Having studied classical languages and literature through university, he is deftly aware of the dialectical power of tradition and interpretation. With a family background in leather and fur, he combines this poet’s sensitivity with a craftsman’s perception, creating work that is technically masterful in terms of material and construction.
Thus, the difficulty of putting on a traditional, physical show this season and the last has a great boon for Colangelo and Giada: it means that he can present his work at his own speed. In the furious fifteen minutes of a runway show, details stride past and are forgotten. With his Spring 2021 collection, he was able to try out a new pace and work with a creative team that shared his patience and attention to detail. Now, for Fall 2021, Colangelo seems to have mastered the approach.

Giada wisely enlist modern mastermind of fashion photography Paolo Roversi, whose love of Polaroid film and ability to beautifully draw out the hidden depths of personality harmonize with Colangelo’s patient commitment to artfulness. Created in a studio curtained with canvas and burlap, there is an immediate sense of the vintage or antique to the photographs. Furthering this sense of historical nostalgia, Roversi’s delicate color and textural work gives the images a similar character to that of old black-and-white photographs which were lovingly re-colored by hand.
The models look out at us as if through time. Embodying Colangelo’s idea of the Giada woman as confident and self-identifyingly feminine, both women exude a unique sense of wisdom and comfort. Roversi captures them with poetic sensitivity, his delicate use of light deepening the sense of character.

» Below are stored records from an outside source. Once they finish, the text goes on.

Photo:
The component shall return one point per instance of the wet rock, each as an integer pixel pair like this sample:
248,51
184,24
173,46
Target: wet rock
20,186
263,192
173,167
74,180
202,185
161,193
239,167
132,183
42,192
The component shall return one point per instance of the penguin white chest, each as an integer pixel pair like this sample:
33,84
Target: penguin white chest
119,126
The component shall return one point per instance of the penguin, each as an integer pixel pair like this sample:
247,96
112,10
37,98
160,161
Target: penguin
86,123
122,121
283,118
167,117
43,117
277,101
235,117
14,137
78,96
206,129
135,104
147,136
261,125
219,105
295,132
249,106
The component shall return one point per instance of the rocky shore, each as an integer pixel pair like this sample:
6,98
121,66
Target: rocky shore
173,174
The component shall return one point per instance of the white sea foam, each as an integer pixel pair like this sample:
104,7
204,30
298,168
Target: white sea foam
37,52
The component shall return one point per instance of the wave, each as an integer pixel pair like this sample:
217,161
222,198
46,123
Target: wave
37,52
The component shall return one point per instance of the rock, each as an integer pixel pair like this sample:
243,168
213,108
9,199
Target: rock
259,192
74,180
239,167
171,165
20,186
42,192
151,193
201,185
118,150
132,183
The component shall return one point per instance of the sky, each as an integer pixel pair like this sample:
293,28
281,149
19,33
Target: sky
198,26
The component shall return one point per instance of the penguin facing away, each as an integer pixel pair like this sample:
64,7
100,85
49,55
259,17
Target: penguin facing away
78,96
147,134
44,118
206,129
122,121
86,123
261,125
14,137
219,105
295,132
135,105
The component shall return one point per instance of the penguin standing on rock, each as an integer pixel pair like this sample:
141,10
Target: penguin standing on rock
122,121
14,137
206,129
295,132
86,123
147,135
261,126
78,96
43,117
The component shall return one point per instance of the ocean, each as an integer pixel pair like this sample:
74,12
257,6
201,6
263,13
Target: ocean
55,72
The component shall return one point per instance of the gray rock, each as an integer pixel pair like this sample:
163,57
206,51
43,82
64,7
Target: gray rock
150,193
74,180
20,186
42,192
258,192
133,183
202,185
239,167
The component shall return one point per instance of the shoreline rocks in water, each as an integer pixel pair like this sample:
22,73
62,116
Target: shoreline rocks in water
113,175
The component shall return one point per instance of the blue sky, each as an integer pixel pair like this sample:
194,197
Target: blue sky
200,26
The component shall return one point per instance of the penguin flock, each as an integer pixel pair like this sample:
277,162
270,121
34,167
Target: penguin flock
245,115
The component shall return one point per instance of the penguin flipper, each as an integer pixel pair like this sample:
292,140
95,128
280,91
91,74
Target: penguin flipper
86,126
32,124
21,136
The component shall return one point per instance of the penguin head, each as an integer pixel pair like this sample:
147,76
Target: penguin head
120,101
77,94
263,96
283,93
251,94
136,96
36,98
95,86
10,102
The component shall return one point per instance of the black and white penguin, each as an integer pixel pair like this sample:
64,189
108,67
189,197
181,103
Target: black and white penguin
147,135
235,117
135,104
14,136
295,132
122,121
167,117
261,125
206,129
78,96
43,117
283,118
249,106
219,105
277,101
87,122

As with any piece of art, the most essential aspects of fashion may only be seen in person: the way it occupies space, the way it moves, the way it hits your eyes or ears, and the way all this makes you feel. By taking the time to reflect on what is most essential about their work, Giada has created an experience that feels strikingly akin to the tactile reality of a runway show – or, even better, getting to wear a piece yourself.
But at the same time, Roversi’s photography accesses something that may only be possible through image. Thus, the presentation fills its role perfectly: it does not try to imitate the physical reality of a runway show, but artfully discovers the ideas and experience behind it. It feels like a perfect expression of the thoughtful artistry that is Giada.